As he did in the excellent Master and Commander, Australian director Peter Weir makes this wartime tale a sleek, rousing, old-fashioned adventure instead of a somber, self-important epic slog. He accomplishes that by focusing on the relationships between the men and taking a cue from old-time studio filmmakers like Howard Hawks.

THE WAY BACK is arguably less fun than Master and Commander, mainly because of the disturbing imagery (i.e. starvation, sickness, death, etc.) that inherently goes with prison movies and wilderness survival movies. But Weir makes it all bearable with his general swiftness and tone. The actors follow suit with warm performances from everyone involved, especially Farrell as a dangerous but boisterous misfit. In the end, teamwork, sharing, and kindness win out over violence and cruelty.

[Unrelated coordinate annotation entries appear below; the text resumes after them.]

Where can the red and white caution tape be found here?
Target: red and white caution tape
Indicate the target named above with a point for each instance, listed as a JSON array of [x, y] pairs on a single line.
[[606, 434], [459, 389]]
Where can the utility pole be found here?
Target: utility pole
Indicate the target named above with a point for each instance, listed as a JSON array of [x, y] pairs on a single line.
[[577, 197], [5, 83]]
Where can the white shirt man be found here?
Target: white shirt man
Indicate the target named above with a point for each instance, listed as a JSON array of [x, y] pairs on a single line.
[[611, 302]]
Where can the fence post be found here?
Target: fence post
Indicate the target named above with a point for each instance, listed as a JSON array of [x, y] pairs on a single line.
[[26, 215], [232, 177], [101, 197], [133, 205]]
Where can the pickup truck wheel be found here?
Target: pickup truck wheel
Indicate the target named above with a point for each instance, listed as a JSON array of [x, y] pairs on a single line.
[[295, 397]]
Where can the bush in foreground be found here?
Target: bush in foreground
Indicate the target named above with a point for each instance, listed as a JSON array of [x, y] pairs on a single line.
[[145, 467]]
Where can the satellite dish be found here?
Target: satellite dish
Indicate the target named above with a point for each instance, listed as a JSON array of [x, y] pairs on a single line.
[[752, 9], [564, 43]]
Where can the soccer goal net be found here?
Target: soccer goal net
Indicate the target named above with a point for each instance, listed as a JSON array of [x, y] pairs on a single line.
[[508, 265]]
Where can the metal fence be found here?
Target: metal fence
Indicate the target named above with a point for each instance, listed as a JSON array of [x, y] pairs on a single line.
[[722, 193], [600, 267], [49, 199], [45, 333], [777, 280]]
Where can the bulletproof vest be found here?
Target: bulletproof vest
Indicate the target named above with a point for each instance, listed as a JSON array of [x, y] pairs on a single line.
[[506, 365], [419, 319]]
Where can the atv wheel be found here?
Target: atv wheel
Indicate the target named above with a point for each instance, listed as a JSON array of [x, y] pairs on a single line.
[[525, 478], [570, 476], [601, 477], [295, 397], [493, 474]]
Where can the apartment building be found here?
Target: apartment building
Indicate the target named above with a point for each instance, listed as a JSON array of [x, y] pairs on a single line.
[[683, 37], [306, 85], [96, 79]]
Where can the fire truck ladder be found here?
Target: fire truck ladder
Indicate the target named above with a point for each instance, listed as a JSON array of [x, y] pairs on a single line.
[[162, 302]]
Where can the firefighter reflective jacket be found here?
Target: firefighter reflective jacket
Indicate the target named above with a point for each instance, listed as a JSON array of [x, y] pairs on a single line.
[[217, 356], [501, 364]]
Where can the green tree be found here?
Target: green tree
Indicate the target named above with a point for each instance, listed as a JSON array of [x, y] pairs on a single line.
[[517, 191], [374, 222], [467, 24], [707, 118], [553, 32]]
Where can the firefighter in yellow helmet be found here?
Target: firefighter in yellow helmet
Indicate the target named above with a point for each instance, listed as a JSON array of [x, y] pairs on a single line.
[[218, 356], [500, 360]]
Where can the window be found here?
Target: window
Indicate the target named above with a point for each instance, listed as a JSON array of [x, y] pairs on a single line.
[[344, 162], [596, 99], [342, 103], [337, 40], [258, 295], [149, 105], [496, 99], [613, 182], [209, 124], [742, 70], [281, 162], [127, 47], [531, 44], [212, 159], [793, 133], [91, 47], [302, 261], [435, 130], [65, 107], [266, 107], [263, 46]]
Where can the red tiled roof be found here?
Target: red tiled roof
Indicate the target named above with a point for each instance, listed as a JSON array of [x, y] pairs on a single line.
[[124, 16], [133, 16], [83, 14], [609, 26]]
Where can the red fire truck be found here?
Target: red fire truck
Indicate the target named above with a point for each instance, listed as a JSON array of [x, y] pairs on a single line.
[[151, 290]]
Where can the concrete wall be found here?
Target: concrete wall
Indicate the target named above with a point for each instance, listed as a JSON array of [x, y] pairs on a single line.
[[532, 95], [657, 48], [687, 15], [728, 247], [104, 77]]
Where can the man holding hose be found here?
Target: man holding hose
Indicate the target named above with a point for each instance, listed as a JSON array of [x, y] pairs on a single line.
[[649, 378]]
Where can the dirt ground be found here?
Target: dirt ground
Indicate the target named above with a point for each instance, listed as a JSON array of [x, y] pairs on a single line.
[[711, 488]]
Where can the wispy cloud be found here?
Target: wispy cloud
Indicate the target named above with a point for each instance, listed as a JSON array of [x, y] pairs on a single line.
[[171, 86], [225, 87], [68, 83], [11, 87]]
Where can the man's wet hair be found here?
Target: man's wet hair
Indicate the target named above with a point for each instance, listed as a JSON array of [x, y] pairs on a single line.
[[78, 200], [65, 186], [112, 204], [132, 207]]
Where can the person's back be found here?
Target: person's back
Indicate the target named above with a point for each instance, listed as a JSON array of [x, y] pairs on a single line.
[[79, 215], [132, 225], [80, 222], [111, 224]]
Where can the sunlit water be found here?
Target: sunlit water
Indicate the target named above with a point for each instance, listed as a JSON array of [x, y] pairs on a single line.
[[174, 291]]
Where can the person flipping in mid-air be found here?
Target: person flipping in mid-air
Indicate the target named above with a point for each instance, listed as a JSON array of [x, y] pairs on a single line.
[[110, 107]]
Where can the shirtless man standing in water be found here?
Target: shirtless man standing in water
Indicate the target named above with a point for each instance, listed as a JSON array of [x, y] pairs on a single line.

Talk to your kids about ...

  • Families can talk about the movie's violence and disturbing imagery. Was it necessary to the plot? Was it thrilling or upsetting? How did the movie achieve that reaction?

  • How do the characters change over the course of the movie? What do they learn?

  • Some of the male characters think that bringing a girl (Irena) along will slow them down. Is this a stereotype? Does Irena prove them wrong, or not? What do they learn from her?